BN - So are you saying that interim analysis for immunotherapy products should be discarded?
RJ - My point was that immunotherapy takes longer to develop - just the nature of the immune system in recognizing an antigen or being modulated to respond. In many past cases, we used endpoints that were more relevant to chemotherapy of small molecule-targeted inhibitors of signaling pathways - i.e., FDA and clinicians had not moved with innovation in immunology in understanding that immunotherapy can't be evaluated with chemotherapy-like endpoints. So Dendreon had PFS or time to disease progression as its primary endpoint, with overall survival as its secondary endpoint. As you recall, the primary endpoint failed, but the gold standard of overall survival was reached.
Due to our conversation being so long, I have to break the interview into two pieces. In this first piece, you learned about the history of immunotherapy and cancer therapeutics, where we're going in development, why certain therapeutics work and why others do not, where companies succeed and fail, the importance or lack thereof in interim results, and several individual products and companies including a personal favorite of mine, ImmunoCellular Therapeutics. You should now be able to see the progress that has been made over the last decade, and why an investment in this space might not be such a bad idea. If the space is really progressing as quickly as Dr. Jasuja believes, then it could lead to some massive gains for many years to come.
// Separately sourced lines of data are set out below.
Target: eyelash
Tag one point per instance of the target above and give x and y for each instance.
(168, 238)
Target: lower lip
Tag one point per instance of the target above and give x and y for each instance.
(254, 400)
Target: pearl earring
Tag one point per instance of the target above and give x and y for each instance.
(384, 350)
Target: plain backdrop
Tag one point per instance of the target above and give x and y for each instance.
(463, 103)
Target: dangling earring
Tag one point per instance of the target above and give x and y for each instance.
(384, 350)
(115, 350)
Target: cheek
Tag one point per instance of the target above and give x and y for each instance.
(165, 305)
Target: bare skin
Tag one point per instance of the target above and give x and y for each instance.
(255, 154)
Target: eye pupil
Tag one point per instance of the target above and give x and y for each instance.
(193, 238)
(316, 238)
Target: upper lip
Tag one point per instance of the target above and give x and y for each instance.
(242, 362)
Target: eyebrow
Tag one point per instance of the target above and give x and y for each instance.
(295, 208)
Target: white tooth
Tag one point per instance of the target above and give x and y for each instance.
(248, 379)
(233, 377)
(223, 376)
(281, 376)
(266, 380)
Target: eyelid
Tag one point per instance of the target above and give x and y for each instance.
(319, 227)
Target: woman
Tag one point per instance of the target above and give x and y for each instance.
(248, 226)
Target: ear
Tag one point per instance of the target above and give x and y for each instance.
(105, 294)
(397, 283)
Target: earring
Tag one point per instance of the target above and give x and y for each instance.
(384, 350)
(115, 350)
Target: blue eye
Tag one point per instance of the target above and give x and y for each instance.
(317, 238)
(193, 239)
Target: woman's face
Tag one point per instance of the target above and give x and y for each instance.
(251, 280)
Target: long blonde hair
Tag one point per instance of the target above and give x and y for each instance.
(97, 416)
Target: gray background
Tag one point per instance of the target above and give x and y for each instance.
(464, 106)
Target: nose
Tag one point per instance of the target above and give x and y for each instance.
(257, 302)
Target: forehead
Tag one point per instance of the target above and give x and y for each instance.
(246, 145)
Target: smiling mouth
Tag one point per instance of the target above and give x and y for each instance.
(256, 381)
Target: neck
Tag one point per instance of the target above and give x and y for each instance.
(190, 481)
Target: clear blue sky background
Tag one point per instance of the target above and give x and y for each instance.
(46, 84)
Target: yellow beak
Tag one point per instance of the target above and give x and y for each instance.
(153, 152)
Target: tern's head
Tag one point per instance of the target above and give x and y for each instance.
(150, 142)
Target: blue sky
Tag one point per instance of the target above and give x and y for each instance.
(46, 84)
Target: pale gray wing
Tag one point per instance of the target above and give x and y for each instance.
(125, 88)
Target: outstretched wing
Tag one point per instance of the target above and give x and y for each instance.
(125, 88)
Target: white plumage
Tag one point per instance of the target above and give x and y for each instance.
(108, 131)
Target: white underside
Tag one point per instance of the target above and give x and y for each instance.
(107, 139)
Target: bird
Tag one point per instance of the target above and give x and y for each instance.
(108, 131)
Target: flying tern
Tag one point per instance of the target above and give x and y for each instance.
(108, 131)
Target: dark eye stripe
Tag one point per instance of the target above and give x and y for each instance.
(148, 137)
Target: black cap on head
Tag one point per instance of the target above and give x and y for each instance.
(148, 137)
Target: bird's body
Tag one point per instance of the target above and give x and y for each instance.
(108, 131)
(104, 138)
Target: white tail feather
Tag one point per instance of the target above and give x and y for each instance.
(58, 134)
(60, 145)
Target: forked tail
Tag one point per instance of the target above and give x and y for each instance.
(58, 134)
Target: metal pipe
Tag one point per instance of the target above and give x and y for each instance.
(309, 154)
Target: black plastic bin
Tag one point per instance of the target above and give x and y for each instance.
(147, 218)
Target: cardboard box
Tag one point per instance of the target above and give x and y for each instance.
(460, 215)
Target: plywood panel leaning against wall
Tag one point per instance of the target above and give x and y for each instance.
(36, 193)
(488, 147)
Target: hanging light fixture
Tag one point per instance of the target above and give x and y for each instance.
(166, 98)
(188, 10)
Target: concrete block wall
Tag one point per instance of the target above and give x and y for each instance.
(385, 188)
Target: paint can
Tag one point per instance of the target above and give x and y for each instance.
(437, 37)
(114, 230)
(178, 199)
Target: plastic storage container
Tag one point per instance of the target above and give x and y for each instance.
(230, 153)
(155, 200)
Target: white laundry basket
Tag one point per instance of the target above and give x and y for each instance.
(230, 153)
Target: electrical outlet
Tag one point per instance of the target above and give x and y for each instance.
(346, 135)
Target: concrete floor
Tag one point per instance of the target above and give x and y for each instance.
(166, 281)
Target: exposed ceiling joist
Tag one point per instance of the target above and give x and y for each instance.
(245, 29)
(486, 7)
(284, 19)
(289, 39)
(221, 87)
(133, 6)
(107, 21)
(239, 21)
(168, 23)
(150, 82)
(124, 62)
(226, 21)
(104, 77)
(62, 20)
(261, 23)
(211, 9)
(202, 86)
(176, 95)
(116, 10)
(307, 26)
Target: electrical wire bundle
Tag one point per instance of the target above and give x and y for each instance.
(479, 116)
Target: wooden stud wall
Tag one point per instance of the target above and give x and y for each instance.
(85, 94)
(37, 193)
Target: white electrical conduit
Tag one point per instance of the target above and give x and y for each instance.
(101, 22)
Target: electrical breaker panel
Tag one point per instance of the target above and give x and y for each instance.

In the second part of this interview, Dr. Jasuja will explain the connection between clinical design and therapeutic approach, will provide price targets, will explain which drugs will succeed and fail, provide his top catalysts for 2013, and will tell you where to look for the next wave of immunotherapy products. I hope that you enjoyed the interview as much as I did the conversation, and hopefully it helps you to better understand the complexity of developing the most promising drugs in the market. Now, perhaps you will be better equipped to navigate through the contenders and the pretenders of immunotherapy's elite.